Evil is inside, and the only thing that disinfects it is Christ on the cross.
“I myself went to a Lutheran school in Berlin. We had Lutheran teachers, and 99 per cent of the boys were Lutheran. We celebrated every year Luther Day. Throughout my school life in Germany Luther was shown to us as a great man fighting for freedom, tolerance, independencethe man who exclaimed, Here I stand, I cannot do otherwise, May God help me, Amen! Luther, the honest, cheerful, decent German who fought a corrupted, immoral Rome. Luther, who proclaimed the advent of the modern world; Luther, honoured by Protestants everywherethe hero of Germany and the Protestant world.
This view was maintained by all scholars, as I said, until the end of last century. Every Protestant saw in Martin Luther almost a demigod, and any views to the contrary were put forward by Catholics who were guided more by emotion and dislike...”

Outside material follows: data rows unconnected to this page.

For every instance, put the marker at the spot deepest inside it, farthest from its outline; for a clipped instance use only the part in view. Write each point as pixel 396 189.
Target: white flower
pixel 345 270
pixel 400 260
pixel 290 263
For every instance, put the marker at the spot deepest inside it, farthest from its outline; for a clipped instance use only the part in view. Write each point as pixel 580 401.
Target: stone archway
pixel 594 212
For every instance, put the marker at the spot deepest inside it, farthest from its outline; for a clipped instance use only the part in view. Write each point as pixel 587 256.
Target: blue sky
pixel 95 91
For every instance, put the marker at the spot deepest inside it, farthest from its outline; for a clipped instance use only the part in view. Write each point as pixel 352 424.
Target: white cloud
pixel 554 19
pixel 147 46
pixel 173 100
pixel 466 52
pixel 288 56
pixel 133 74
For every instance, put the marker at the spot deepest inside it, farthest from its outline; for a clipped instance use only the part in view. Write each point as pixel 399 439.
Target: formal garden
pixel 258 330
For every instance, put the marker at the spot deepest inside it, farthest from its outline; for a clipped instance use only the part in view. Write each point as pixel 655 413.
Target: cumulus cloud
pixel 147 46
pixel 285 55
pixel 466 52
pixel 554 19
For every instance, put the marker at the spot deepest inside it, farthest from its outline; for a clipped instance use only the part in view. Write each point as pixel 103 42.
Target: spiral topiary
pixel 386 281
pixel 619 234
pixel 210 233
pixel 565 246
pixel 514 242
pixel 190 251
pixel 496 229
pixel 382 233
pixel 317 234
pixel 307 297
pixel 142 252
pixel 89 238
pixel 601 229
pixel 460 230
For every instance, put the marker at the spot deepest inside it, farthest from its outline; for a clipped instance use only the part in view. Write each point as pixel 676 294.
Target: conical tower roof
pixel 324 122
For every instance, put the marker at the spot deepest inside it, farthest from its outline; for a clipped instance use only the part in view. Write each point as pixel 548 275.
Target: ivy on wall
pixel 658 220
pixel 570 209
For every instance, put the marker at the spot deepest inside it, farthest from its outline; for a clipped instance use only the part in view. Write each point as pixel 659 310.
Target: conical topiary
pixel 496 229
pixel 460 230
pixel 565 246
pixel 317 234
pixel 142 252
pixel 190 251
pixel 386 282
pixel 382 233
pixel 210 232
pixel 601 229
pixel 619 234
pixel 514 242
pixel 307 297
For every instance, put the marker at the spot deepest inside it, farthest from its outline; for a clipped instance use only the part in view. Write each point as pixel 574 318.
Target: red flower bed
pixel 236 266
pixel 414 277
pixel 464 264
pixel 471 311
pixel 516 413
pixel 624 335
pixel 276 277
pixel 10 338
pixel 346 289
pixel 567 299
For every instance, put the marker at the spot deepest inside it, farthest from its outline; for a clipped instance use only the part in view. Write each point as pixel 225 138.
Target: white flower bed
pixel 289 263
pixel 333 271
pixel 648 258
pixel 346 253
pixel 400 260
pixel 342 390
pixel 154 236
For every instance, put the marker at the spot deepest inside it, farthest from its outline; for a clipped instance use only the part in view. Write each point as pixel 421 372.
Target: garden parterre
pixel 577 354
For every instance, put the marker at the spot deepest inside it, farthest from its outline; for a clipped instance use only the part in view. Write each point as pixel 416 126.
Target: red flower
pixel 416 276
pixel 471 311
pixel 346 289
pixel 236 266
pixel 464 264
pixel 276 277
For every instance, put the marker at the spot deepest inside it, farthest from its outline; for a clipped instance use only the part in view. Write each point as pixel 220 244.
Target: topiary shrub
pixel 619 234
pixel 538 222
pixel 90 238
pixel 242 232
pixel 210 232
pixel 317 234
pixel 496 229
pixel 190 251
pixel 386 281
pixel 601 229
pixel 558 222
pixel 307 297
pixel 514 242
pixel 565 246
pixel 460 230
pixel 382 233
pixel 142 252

Kinder, Kurche, Kuchen are culturally Germanic Protestant.
Very Hitler.
Doc, that would make for an interesting argument on a thread about excommunication, and maybe we should have one, but I fail to see what that has to do with Martin Luther creating a culture in Germany that fostered Nazism. Nice straw man though.
As I said pretty clearly, the offenses which result in latae sententiae excommunication are specified in canon law.
Canon law is not engraved in stone, and has changed over the years.
Canon law in force during Hitler's rule, as does the law in force now, specified that a violent attack on a priest or religious resulted in latae sententiae excommunication.
“There is nothing in Scripture that supports the praying of dead people’s souls out of something considered Purgatory.’
Sola scriptura for dummies...blah blah...yawn.
“However, if you do believe it’s up to God, but still based upon, in part, prayers of the living on behalf of those who are dead”
Your words, not mine. Also, not the Catholic belief. The creation of your strawman by being dishonestly creating words and thoughts that are not mine - makes me question your good intentions on behalf of defending your relligion.
Prayers out for you.
That's all they have.
Well, the RCC doesn't anathematize actions, but men themselves. In fact, the RCC calls up the demons from hell to curse the head of anyone who has been anathematized for believing they are justified by faith alone and by believing they are saved.
Kindly spare me from that kind of "affection."
Scripture says that "nothing unclean shall enter [heaven]".
I guess Scripture rebukes Christ, too?